Temples, Donkeys and the tyranny of the Sun
7/7/08 - 7/10/08 110 °F
At Luxor we had a marvelous view of the Nile River from our room on the 4th floor. We stayed at a hotel near Luxor temple, which is located just inland from the banks of the Nile.
Like many of Egypts ancient monuments, Luxor Temple was a site to behold. While partly in ruins, reconstruction efforts over the last century have helped restore some the temple's former glory.
Temples of Karnak
The temple complex of Karnak was once the religious center of Egyptian society. At one point, 80,000 people worked in or for the temples. The scale of the complex of the Temples of Karnak is difficult to comprehend without being there in person. Each of the giant columns seems large enough to swallow a house, and the sheer number of columns is mind boggling.
All of the temples we visited were filled with beautiful hieroglyphics. We were awestruck by the detail and range of subjects.
Donkey trip to the Valley of the Kings
One of the highlights of our time in Egypt was the donkey trip to the Valley of the Kings. While not as sexy as camels or horses, these creatures were very impressive nonetheless. I still do not understand how such a small animal can carry such a heavy load on its back.

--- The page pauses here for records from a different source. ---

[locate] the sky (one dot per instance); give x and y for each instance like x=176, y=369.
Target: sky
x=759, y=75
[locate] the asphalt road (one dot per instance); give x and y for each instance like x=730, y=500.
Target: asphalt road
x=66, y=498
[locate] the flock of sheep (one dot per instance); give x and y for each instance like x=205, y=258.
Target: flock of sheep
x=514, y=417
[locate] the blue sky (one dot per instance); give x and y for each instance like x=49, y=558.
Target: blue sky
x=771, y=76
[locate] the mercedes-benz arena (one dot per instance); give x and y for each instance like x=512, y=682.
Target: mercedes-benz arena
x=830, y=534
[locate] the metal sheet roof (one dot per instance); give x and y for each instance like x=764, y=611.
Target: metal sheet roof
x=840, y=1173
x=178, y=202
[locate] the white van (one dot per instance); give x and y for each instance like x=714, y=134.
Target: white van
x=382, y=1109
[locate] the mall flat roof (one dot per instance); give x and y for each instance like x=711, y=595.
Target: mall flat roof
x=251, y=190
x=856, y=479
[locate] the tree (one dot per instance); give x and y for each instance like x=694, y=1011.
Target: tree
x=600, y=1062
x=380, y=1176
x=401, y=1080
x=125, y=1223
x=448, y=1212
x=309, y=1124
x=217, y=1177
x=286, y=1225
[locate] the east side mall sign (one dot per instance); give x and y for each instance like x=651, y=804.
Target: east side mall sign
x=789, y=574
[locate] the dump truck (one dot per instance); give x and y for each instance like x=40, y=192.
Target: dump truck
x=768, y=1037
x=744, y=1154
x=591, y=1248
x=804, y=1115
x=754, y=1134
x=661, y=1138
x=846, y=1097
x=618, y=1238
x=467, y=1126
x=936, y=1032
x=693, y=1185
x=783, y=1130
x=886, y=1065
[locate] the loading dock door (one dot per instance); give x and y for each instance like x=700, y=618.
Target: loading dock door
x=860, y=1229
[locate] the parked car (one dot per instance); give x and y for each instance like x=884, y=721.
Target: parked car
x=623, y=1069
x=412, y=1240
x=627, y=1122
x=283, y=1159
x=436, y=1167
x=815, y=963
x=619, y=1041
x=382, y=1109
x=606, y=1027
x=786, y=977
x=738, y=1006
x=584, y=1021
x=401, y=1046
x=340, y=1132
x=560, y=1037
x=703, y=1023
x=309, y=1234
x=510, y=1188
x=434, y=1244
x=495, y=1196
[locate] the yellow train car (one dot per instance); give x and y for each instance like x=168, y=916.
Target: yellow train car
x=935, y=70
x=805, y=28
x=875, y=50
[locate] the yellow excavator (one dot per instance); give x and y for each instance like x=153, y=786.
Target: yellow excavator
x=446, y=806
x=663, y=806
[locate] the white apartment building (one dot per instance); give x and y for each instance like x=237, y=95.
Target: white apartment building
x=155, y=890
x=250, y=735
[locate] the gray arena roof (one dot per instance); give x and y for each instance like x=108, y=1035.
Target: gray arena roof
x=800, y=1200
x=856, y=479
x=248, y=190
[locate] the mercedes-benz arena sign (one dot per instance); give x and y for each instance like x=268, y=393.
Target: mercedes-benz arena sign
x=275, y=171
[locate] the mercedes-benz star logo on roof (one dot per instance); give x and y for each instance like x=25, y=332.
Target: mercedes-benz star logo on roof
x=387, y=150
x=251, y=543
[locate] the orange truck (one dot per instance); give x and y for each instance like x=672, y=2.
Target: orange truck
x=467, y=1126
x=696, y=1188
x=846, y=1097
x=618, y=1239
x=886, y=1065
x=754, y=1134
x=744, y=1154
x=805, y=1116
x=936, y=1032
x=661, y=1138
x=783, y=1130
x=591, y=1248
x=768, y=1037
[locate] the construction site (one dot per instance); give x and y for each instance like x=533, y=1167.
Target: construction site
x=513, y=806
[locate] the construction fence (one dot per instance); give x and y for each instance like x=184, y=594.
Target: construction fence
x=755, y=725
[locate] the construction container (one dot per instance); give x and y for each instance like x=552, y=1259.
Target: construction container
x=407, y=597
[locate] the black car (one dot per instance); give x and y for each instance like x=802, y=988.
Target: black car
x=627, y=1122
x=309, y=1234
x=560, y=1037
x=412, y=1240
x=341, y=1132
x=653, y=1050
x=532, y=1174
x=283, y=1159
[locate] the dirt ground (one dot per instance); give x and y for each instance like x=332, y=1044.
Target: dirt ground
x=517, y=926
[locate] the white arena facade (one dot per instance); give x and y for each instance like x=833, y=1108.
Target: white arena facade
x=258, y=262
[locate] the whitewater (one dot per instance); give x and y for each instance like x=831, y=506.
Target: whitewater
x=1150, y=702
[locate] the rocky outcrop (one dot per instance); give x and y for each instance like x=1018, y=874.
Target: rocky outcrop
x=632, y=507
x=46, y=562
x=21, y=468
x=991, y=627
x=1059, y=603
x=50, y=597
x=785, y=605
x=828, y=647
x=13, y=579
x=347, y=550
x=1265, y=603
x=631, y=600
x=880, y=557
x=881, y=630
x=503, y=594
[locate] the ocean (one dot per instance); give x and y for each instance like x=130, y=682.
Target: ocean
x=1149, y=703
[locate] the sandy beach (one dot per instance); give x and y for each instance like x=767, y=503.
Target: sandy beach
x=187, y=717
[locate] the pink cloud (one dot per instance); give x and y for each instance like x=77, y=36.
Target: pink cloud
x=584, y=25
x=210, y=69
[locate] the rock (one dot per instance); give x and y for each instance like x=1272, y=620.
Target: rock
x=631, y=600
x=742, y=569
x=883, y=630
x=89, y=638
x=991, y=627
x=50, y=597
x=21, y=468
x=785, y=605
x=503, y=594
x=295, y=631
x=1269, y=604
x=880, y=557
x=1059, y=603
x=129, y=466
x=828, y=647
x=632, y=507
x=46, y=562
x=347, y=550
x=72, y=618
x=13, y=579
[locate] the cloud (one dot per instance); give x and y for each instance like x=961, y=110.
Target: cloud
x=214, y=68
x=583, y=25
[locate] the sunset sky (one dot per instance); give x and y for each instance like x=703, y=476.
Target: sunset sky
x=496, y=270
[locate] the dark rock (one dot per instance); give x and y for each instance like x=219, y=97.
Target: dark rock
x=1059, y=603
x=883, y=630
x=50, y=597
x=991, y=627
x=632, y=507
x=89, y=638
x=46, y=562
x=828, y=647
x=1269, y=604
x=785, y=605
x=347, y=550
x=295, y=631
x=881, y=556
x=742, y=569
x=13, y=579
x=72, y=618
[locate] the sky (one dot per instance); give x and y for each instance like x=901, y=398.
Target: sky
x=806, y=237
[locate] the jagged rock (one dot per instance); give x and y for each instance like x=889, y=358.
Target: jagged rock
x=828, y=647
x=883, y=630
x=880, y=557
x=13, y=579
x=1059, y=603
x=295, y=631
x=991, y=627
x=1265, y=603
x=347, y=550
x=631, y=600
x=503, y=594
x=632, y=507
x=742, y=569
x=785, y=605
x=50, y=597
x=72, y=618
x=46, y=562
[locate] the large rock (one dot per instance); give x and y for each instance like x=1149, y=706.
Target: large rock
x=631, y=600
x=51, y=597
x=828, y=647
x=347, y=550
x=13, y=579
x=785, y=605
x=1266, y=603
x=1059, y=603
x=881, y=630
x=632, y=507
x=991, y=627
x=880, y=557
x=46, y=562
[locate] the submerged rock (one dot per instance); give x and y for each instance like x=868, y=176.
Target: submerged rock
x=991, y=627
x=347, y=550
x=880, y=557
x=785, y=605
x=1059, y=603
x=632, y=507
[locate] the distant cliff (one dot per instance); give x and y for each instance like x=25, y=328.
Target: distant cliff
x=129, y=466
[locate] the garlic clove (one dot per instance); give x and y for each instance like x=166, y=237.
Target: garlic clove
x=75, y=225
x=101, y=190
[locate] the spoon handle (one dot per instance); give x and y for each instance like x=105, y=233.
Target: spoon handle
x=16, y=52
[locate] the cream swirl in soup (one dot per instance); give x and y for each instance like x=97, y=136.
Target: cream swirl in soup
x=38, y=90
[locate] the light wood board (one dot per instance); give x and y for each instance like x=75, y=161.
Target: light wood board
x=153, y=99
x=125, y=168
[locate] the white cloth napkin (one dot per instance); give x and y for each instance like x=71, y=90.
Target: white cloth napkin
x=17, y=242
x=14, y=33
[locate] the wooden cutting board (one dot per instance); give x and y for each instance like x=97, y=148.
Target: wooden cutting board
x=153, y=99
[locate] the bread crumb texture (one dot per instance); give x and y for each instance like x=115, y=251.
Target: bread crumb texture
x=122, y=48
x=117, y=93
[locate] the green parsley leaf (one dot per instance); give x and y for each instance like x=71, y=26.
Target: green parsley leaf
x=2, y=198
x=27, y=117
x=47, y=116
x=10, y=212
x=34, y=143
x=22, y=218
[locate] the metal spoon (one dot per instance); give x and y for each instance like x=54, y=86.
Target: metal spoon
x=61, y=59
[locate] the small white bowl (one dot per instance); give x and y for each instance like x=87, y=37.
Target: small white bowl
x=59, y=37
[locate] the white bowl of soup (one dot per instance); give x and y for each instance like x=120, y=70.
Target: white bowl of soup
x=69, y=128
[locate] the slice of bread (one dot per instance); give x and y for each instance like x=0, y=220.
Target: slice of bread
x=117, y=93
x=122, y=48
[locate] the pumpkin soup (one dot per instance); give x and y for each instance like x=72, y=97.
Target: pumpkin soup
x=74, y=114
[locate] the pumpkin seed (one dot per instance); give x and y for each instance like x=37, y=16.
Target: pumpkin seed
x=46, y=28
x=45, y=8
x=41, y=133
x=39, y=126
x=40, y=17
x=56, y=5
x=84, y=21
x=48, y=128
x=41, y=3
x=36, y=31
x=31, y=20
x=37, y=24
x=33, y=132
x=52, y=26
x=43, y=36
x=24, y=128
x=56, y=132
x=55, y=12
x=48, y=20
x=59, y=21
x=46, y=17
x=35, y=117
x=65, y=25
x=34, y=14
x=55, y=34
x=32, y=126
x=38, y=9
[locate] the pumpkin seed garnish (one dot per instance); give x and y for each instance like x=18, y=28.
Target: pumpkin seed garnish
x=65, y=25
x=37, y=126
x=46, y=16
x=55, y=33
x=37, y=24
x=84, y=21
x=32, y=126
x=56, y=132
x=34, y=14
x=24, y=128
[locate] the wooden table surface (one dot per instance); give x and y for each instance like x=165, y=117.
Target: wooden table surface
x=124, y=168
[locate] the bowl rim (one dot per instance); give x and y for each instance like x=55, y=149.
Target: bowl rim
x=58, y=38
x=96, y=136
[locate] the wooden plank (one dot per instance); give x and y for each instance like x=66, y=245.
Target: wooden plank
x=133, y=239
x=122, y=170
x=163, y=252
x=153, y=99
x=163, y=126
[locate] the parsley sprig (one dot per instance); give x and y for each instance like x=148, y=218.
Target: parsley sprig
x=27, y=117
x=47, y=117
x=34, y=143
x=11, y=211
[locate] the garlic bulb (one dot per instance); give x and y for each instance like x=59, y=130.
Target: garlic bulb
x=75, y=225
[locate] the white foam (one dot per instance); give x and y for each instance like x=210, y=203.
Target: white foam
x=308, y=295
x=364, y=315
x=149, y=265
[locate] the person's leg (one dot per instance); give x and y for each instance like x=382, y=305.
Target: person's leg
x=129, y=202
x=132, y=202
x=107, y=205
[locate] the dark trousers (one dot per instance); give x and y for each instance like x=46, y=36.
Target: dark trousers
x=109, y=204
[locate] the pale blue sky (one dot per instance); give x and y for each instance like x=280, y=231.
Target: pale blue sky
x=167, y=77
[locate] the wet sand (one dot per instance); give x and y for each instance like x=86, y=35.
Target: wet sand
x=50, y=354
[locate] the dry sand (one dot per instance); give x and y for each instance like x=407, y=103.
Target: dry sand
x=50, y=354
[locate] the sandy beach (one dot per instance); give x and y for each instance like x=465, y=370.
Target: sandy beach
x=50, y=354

We occasionally suffered from envy of the hoards of tourists traveling in air-conditioned buses, but at the end of the day, wouldn't have done it any other way. The comic aspect of it alone was worth the blistering heat. We were simultaneously appalled and amused to see our 170 lb guide ride a tiny donkey and, early on, noticed our donkeys competing with each other for the lead.
We got up at 6 am for the donkey trip to beat the afternoon heat. On our way to the Valley of the Kings, we passed the Colossi of Memnon, two 60 foot giants, which are the only remains of what was once the largest complex on the West Bank.
As we passed the Colossi, we could see hot air balloons in the horizon. Hot air ballooning is a popular and inexpensive attraction in Luxor.
After climbing the hillside to reach the Valley of the Kings, we had to climb down to the burial chambers on foot while guide and beasts waited above.
After visiting 3 of the 62 tombs, including King Tuts, we made our way back up to the donkeys and around the desert landscape to visit Queen Hatshepsut's temple. The Temple of Hatshepsut is built with the cliffs rising behind it, making for an impressive and intimidating monument.
Our guide finished the trip with a visit to his village and home. Unfortunately we let our guard down and our nephew got kicked by a donkey while we drank tea. Fortunately, the damage was only superficial. Crisis averted! It was only noon, but with the temperature at 110 Fahrenheit, we were ready to call it quits.
Our felucca experience
During our final full day in Luxor, we decided to take a ride on an Egyptian felucca. The wind was not blowing, but it was a soothing end to our heat-filled, temple-packed days.